We are in 2963 AD. according to the Amazigh calendar or more known under the name of Berber, people who claims a presence of 5000 years in the Maghreb. Brave warriors of mountains, they knew how to resist successfully against Roman,Arabic invasion and the central power of the Moroccan sultans. They had an important role in the fight against the French and Spanish colonization. Today, sixty percent of the Moroccans people are Berber. Scattered almost everywhere in the country, a big part still live in the mountains of the Moroccan High Atlas. A very rough life for these isolated villagers particularly during the winter periods.
In the valley of Zat, a still virgin Land without tourism where the Berber villages embeded in the rock draw the landscape. From Tighdouine and after three hours of jeep loaded with ten persons, provisioning in fruits, vegetables, fertilizer, and all kind of suitcases, we arrive in the village of Ansa.
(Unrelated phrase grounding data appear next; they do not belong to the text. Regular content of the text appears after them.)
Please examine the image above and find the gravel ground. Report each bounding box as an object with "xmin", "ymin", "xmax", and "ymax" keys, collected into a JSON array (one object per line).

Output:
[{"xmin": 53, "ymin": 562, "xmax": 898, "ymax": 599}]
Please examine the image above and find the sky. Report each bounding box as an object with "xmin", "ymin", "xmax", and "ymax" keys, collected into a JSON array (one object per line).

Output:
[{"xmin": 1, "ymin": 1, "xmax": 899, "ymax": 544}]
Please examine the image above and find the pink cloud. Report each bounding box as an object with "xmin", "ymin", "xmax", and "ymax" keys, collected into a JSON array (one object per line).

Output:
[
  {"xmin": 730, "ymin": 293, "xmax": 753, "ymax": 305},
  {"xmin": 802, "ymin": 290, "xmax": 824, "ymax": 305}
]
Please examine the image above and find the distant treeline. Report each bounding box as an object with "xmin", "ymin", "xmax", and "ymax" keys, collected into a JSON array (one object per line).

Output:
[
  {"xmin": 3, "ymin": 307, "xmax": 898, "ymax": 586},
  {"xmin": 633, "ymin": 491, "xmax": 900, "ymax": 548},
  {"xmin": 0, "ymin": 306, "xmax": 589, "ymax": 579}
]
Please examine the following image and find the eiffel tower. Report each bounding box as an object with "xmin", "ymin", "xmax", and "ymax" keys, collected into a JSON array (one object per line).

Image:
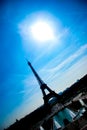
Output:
[{"xmin": 27, "ymin": 61, "xmax": 62, "ymax": 104}]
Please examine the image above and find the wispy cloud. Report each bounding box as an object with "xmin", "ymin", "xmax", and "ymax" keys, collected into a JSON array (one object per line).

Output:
[
  {"xmin": 53, "ymin": 55, "xmax": 87, "ymax": 92},
  {"xmin": 39, "ymin": 44, "xmax": 87, "ymax": 81}
]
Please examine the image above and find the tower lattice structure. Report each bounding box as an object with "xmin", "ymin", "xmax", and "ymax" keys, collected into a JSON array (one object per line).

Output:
[{"xmin": 27, "ymin": 61, "xmax": 62, "ymax": 104}]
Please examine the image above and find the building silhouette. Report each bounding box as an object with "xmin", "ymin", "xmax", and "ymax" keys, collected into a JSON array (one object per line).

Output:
[{"xmin": 27, "ymin": 61, "xmax": 62, "ymax": 104}]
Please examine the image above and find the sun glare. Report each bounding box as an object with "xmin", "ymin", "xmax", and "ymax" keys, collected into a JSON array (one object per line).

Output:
[
  {"xmin": 30, "ymin": 20, "xmax": 55, "ymax": 42},
  {"xmin": 18, "ymin": 12, "xmax": 61, "ymax": 47}
]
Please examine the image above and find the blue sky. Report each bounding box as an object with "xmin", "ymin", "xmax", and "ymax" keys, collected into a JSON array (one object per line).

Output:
[{"xmin": 0, "ymin": 0, "xmax": 87, "ymax": 129}]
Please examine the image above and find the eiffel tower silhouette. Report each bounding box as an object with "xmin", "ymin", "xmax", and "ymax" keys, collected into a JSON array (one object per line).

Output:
[{"xmin": 27, "ymin": 61, "xmax": 62, "ymax": 104}]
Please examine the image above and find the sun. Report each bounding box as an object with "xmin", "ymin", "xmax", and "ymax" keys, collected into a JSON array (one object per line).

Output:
[
  {"xmin": 18, "ymin": 12, "xmax": 59, "ymax": 47},
  {"xmin": 30, "ymin": 20, "xmax": 55, "ymax": 43}
]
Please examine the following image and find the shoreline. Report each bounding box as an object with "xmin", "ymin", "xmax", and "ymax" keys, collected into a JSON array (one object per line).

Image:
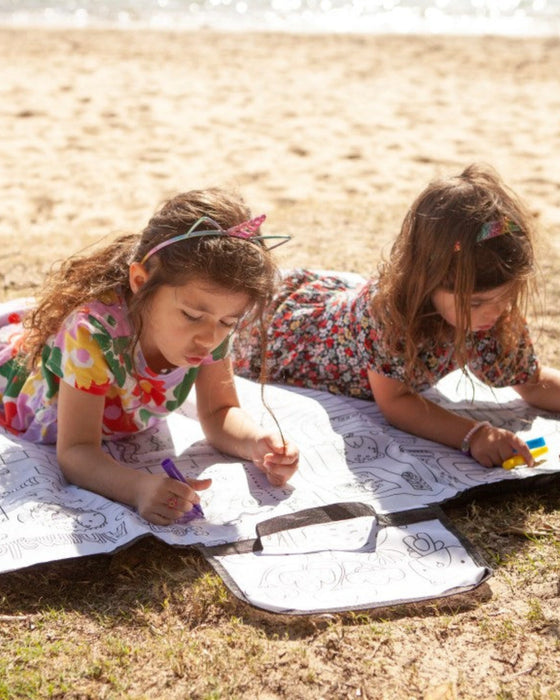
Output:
[{"xmin": 2, "ymin": 20, "xmax": 560, "ymax": 37}]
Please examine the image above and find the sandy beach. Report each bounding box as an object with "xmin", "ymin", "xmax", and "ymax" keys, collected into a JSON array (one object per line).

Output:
[{"xmin": 2, "ymin": 29, "xmax": 560, "ymax": 313}]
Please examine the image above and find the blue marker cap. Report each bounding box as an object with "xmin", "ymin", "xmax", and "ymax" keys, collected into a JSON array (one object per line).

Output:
[{"xmin": 526, "ymin": 437, "xmax": 546, "ymax": 450}]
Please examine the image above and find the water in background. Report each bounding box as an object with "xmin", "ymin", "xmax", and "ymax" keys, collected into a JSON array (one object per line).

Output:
[{"xmin": 1, "ymin": 0, "xmax": 559, "ymax": 35}]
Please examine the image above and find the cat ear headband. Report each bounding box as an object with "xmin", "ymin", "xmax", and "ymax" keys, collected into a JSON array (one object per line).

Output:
[
  {"xmin": 140, "ymin": 214, "xmax": 291, "ymax": 265},
  {"xmin": 454, "ymin": 217, "xmax": 521, "ymax": 252}
]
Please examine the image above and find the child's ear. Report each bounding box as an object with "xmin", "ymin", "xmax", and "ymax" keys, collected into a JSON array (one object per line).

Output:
[{"xmin": 129, "ymin": 262, "xmax": 149, "ymax": 293}]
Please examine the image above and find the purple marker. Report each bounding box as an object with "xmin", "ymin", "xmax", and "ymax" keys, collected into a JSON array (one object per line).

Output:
[{"xmin": 161, "ymin": 457, "xmax": 205, "ymax": 519}]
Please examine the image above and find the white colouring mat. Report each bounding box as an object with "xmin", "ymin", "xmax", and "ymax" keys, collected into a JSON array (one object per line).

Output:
[{"xmin": 1, "ymin": 372, "xmax": 559, "ymax": 613}]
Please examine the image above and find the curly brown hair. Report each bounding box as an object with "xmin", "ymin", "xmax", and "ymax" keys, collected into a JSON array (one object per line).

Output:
[
  {"xmin": 370, "ymin": 163, "xmax": 537, "ymax": 382},
  {"xmin": 23, "ymin": 188, "xmax": 279, "ymax": 368}
]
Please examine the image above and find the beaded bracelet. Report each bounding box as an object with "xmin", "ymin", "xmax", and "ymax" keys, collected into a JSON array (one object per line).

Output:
[{"xmin": 460, "ymin": 421, "xmax": 491, "ymax": 455}]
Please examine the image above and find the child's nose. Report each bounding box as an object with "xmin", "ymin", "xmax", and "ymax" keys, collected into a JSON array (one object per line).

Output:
[{"xmin": 194, "ymin": 322, "xmax": 220, "ymax": 349}]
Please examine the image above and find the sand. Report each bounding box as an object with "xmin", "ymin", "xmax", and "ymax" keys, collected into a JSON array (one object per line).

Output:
[{"xmin": 1, "ymin": 27, "xmax": 560, "ymax": 331}]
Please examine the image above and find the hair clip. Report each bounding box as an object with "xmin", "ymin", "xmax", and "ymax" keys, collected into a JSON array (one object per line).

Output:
[
  {"xmin": 140, "ymin": 214, "xmax": 291, "ymax": 264},
  {"xmin": 477, "ymin": 218, "xmax": 520, "ymax": 242},
  {"xmin": 454, "ymin": 217, "xmax": 520, "ymax": 252}
]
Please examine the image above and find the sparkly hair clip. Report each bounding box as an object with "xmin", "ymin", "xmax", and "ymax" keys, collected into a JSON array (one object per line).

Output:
[
  {"xmin": 140, "ymin": 214, "xmax": 291, "ymax": 264},
  {"xmin": 454, "ymin": 217, "xmax": 520, "ymax": 252},
  {"xmin": 478, "ymin": 218, "xmax": 520, "ymax": 242},
  {"xmin": 226, "ymin": 214, "xmax": 267, "ymax": 239}
]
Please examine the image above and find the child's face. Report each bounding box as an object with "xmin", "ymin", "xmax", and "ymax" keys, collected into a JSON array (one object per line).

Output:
[
  {"xmin": 132, "ymin": 273, "xmax": 250, "ymax": 372},
  {"xmin": 431, "ymin": 283, "xmax": 513, "ymax": 332}
]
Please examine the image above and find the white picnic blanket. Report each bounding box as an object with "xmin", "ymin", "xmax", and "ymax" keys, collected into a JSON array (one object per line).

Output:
[{"xmin": 1, "ymin": 372, "xmax": 559, "ymax": 613}]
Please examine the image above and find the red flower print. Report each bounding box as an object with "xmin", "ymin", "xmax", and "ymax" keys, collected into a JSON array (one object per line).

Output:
[
  {"xmin": 133, "ymin": 374, "xmax": 167, "ymax": 406},
  {"xmin": 103, "ymin": 395, "xmax": 139, "ymax": 434}
]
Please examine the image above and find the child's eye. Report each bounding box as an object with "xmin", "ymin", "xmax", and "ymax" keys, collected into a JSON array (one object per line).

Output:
[
  {"xmin": 182, "ymin": 311, "xmax": 201, "ymax": 322},
  {"xmin": 221, "ymin": 320, "xmax": 238, "ymax": 329}
]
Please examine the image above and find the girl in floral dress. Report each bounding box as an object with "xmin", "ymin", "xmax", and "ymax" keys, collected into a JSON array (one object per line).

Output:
[
  {"xmin": 0, "ymin": 188, "xmax": 298, "ymax": 525},
  {"xmin": 233, "ymin": 163, "xmax": 560, "ymax": 469}
]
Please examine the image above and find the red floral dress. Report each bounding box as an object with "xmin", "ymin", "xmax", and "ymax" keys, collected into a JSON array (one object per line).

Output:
[{"xmin": 232, "ymin": 269, "xmax": 538, "ymax": 400}]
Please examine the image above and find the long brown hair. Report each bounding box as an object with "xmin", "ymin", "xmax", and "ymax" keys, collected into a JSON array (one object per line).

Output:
[
  {"xmin": 24, "ymin": 188, "xmax": 278, "ymax": 368},
  {"xmin": 371, "ymin": 163, "xmax": 537, "ymax": 380}
]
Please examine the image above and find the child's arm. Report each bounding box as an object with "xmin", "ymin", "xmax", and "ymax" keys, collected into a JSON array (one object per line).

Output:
[
  {"xmin": 56, "ymin": 381, "xmax": 210, "ymax": 525},
  {"xmin": 368, "ymin": 369, "xmax": 534, "ymax": 468},
  {"xmin": 195, "ymin": 358, "xmax": 299, "ymax": 486},
  {"xmin": 513, "ymin": 365, "xmax": 560, "ymax": 411}
]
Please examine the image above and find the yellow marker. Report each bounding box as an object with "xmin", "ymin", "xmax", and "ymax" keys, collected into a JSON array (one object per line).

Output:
[{"xmin": 502, "ymin": 445, "xmax": 548, "ymax": 470}]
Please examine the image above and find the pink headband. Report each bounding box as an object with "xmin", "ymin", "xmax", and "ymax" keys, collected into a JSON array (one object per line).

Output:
[{"xmin": 140, "ymin": 214, "xmax": 290, "ymax": 264}]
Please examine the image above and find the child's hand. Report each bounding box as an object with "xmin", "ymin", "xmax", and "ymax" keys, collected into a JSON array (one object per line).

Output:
[
  {"xmin": 251, "ymin": 434, "xmax": 299, "ymax": 486},
  {"xmin": 468, "ymin": 424, "xmax": 535, "ymax": 469},
  {"xmin": 135, "ymin": 473, "xmax": 212, "ymax": 525}
]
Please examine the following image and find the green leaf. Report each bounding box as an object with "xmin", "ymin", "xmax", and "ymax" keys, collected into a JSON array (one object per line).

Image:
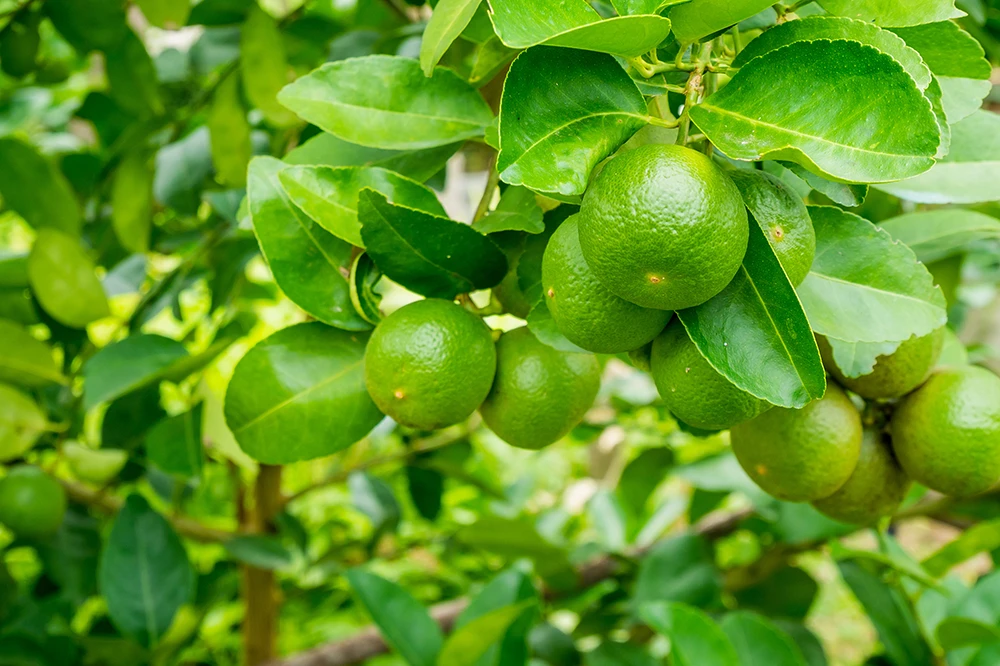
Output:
[
  {"xmin": 721, "ymin": 612, "xmax": 809, "ymax": 666},
  {"xmin": 455, "ymin": 568, "xmax": 537, "ymax": 666},
  {"xmin": 823, "ymin": 339, "xmax": 904, "ymax": 379},
  {"xmin": 241, "ymin": 5, "xmax": 296, "ymax": 127},
  {"xmin": 223, "ymin": 535, "xmax": 296, "ymax": 571},
  {"xmin": 878, "ymin": 209, "xmax": 1000, "ymax": 263},
  {"xmin": 0, "ymin": 320, "xmax": 63, "ymax": 388},
  {"xmin": 145, "ymin": 404, "xmax": 204, "ymax": 478},
  {"xmin": 439, "ymin": 601, "xmax": 535, "ymax": 666},
  {"xmin": 105, "ymin": 30, "xmax": 163, "ymax": 117},
  {"xmin": 498, "ymin": 47, "xmax": 647, "ymax": 196},
  {"xmin": 640, "ymin": 602, "xmax": 740, "ymax": 666},
  {"xmin": 487, "ymin": 0, "xmax": 672, "ymax": 57},
  {"xmin": 677, "ymin": 216, "xmax": 826, "ymax": 409},
  {"xmin": 82, "ymin": 335, "xmax": 188, "ymax": 410},
  {"xmin": 247, "ymin": 156, "xmax": 371, "ymax": 330},
  {"xmin": 588, "ymin": 490, "xmax": 628, "ymax": 553},
  {"xmin": 457, "ymin": 516, "xmax": 575, "ymax": 585},
  {"xmin": 111, "ymin": 152, "xmax": 154, "ymax": 254},
  {"xmin": 816, "ymin": 0, "xmax": 964, "ymax": 27},
  {"xmin": 668, "ymin": 0, "xmax": 776, "ymax": 42},
  {"xmin": 586, "ymin": 642, "xmax": 658, "ymax": 666},
  {"xmin": 937, "ymin": 617, "xmax": 1000, "ymax": 650},
  {"xmin": 473, "ymin": 186, "xmax": 544, "ymax": 235},
  {"xmin": 797, "ymin": 206, "xmax": 947, "ymax": 344},
  {"xmin": 278, "ymin": 165, "xmax": 446, "ymax": 247},
  {"xmin": 922, "ymin": 519, "xmax": 1000, "ymax": 578},
  {"xmin": 358, "ymin": 189, "xmax": 507, "ymax": 299},
  {"xmin": 98, "ymin": 494, "xmax": 194, "ymax": 647},
  {"xmin": 526, "ymin": 299, "xmax": 587, "ymax": 353},
  {"xmin": 350, "ymin": 253, "xmax": 384, "ymax": 326},
  {"xmin": 278, "ymin": 55, "xmax": 494, "ymax": 150},
  {"xmin": 45, "ymin": 0, "xmax": 127, "ymax": 51},
  {"xmin": 208, "ymin": 74, "xmax": 252, "ymax": 187},
  {"xmin": 780, "ymin": 162, "xmax": 868, "ymax": 208},
  {"xmin": 154, "ymin": 128, "xmax": 214, "ymax": 215},
  {"xmin": 469, "ymin": 36, "xmax": 519, "ymax": 86},
  {"xmin": 732, "ymin": 567, "xmax": 819, "ymax": 620},
  {"xmin": 0, "ymin": 138, "xmax": 81, "ymax": 236},
  {"xmin": 691, "ymin": 40, "xmax": 940, "ymax": 184},
  {"xmin": 633, "ymin": 535, "xmax": 720, "ymax": 610},
  {"xmin": 345, "ymin": 568, "xmax": 444, "ymax": 666},
  {"xmin": 876, "ymin": 111, "xmax": 1000, "ymax": 204},
  {"xmin": 135, "ymin": 0, "xmax": 190, "ymax": 27},
  {"xmin": 613, "ymin": 0, "xmax": 688, "ymax": 14},
  {"xmin": 28, "ymin": 229, "xmax": 110, "ymax": 329},
  {"xmin": 223, "ymin": 322, "xmax": 383, "ymax": 464},
  {"xmin": 349, "ymin": 471, "xmax": 401, "ymax": 536},
  {"xmin": 284, "ymin": 132, "xmax": 461, "ymax": 184},
  {"xmin": 63, "ymin": 443, "xmax": 127, "ymax": 485},
  {"xmin": 406, "ymin": 465, "xmax": 443, "ymax": 521},
  {"xmin": 421, "ymin": 0, "xmax": 483, "ymax": 76},
  {"xmin": 0, "ymin": 383, "xmax": 47, "ymax": 462}
]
There, with Omar my Berber guide we join Anamén, the last and higher village of the valley. The leader of the village is a friend of Omar, he gives us then a place to sleep in his house. It is very difficult to photograph the villagers and particularly the women so it’s with the agreement of Ali, the village leader that I was able to photograph the Berber in the mountains.
The women and the children are in the village and the plantations but the men are just a few, for most of them they went to work in the big cities during several months to bring some money back home. Because in these isolated zones, the economic life is non-existent. However, they develop a bit the agriculture of healing plants, wheat and collect walnuts in October. All these tasks are mainly achieved by the women who bravely and in spite of their advanced age continue to cary heavy loads on their back while they’re climbing the village-mountain. The few men left in the village are approximately 50 years old and it belongs to their children to leave for cities and work to help the family. The villages from the Zat Valley are frozen in time and even if they just got electricity for only 4 years, the villages kept their authenticity.
20th August 1994, king Hassan II takes the decision to have restore the Berber language to the primary school. This law opens the way to a turning point of history towards the Berber community, among which the culture, the identity and the rights were despised for a long time. Everywhere, associations spread, the claiming becomes clearer and many people don’t hesitate to speak about a real Berber revival.